Et il finit par se relever et sortit à grands pas sans se retourner. Il referma d'un geste brusque la porte derrière lui et fit quelques pas dans le jardin, pour sortir, mais pris d'une impulsion, il se retourna de nouveau vers la maison où Tom était resté à genoux et fit un mouvement pour s'élancer à l'intérieur. Il se stoppa à temps, ravagé par l'indécision et la douleur et fit de nouveaux quelques pas pour se rendre dans la rue. Plusieurs fois il se stoppa, se retourna comme pour repartir chez lui, il se mordait les lèvres jusqu'au sang, les larmes coulaient toutes seules, ses ongles s'enfonçaient dans ses paumes. Il eut subitement envie de se jeter sous la première voiture qui passait tellement la douleur qu'il ressentait lui semblait insupportable mais un dernier éclair de lucidité le sortit de la torpeur dans laquelle il commençait à se laisser glisser. Il hésita encore puis finalement enfonça les mains dans ses poches et partit à grandes enjambées loin de sa maison, essayant de se convaincre qu'il avait pris la meilleure décision pour eux deux, surtout pour Tom et maudissait quand même son autoflagellation, parce qu'à cause de sa foutue décision, il venait d'achever son petit ami, alors qu'il lui avait fait tant de mal et que Tom lui, ne l'avait jamais abandonné.

Tom était toujours à terre, réalisant peu à peu qu'il était seul, à genoux chez Bill.
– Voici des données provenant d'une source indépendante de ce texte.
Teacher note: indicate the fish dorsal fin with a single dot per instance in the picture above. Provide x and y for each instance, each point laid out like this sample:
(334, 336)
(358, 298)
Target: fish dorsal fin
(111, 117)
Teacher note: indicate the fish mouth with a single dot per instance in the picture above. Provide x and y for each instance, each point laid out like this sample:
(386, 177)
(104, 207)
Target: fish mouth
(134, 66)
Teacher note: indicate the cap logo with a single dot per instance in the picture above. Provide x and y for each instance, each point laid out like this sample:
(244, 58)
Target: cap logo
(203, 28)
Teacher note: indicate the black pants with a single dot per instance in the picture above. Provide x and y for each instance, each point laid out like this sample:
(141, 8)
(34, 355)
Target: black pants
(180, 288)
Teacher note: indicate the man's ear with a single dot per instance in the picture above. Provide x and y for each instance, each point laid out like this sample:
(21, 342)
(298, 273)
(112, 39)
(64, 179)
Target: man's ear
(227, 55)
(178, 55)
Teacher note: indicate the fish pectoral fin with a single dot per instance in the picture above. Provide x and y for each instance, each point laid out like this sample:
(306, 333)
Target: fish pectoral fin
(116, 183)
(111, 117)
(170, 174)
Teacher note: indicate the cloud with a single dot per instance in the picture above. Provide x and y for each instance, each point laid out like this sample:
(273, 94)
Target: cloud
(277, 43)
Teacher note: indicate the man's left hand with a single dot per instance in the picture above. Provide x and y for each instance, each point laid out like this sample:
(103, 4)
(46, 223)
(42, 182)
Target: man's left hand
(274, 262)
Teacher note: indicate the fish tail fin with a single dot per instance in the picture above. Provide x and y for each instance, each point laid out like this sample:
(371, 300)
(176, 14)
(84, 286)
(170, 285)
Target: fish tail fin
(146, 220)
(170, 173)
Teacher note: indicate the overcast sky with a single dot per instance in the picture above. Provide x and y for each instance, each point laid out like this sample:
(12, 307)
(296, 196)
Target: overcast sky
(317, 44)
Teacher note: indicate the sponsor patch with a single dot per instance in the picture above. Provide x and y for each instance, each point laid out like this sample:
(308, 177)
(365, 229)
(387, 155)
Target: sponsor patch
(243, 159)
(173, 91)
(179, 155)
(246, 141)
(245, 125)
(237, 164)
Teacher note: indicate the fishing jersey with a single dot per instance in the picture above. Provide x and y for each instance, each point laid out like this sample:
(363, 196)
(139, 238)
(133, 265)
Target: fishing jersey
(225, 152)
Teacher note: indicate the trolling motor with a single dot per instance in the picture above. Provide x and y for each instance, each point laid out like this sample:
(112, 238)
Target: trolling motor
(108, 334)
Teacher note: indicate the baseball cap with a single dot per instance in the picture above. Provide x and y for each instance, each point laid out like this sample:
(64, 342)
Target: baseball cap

Il entendait juste dans sa tête les derniers mots que le brun prononçait :

-Tom, récupère ta vie...Récupère ta vie, et laisse-moi récupérer la mienne...Je t'aime...pardon...

Et de nouveau, se sentit suffoquer, il paniqua complètement, la douleur et la peur lui déchirait les entrailles, l'attrapaient à la gorge, faisant battre son coeur au point qu'il crut qu'il allait lâcher. Il avait mal partout et ses oreilles bourdonnaient. Il sentit le froid et le vide l'envahir et paniqua encore plus. Bill n'était plus et ne serait plus jamais là. Il essaya de respirer calmement sans succès. Il ferma les yeux et sentit la tête qui lui tournait, ayant de plus en plus mal au corps et au coeur, de façon tellement insurmontable qu'il fit la seule chose qui pouvait le soulager sur l'instant, il arracha un de ses bracelets et dans un dernier geste désespéré gratta ses cicatrices encore fraîches, faisant recouler le sang et de suite il se sentit mieux. Son bras lui brûlait, mais cette douleur-là, il connaissait, il supportait, il savait la gérer. L'absence de Bill, non.

Il se griffait le bras méchamment, le sang coulait un peu plus, le soulageant de toute douleur qu'il laissait s'échapper de son corps meurtri dans un long soupir de soulagement. Il n'entendit pas la voiture de Simone se garer, il ne l'entendit pas en descendre et ne l'entendit pas pousser un cri horrifié en le voyant, saignant dans son salon, à genoux, seul. Simone s'avança rapidement, affolée et le secoua un peu. Elle nota de suite son regard désespéré :

-Tom ! Qu'est-ce qu'il se passe ? Où est Bill ? Pourquoi tu es tout seul ici ? Tu saignes Tom, lève-toi ! Dis-moi ce qu'il se passe, enfin !

Elle le força à se relever et il la regarda avant de fondre en larmes dans ses bras, sanglotant misérablement :

-C'est fini, Simone...Fini...Il veut plus de moi...

La femme en était très étonnée, Bill qui mettait de lui-même un terme à leur relation ? C'était juste incroyable pour elle. Elle se contenta pour l'instant de bercer le blond et de lui chuchoter des paroles qu'elle espérait réconfortantes et après un moment où elle le laissa pleurer encore, il finit par se détacher d'elle, essuyant ses yeux. Il jeta un oeil tout autour de lui, renifla encore, se sentant prêt à sangloter de nouveau et se tourna de nouveau vers la mère de celui qu'il adorait, disant simplement :

-Merci. Je...je vais y aller. Y a plus rien à faire.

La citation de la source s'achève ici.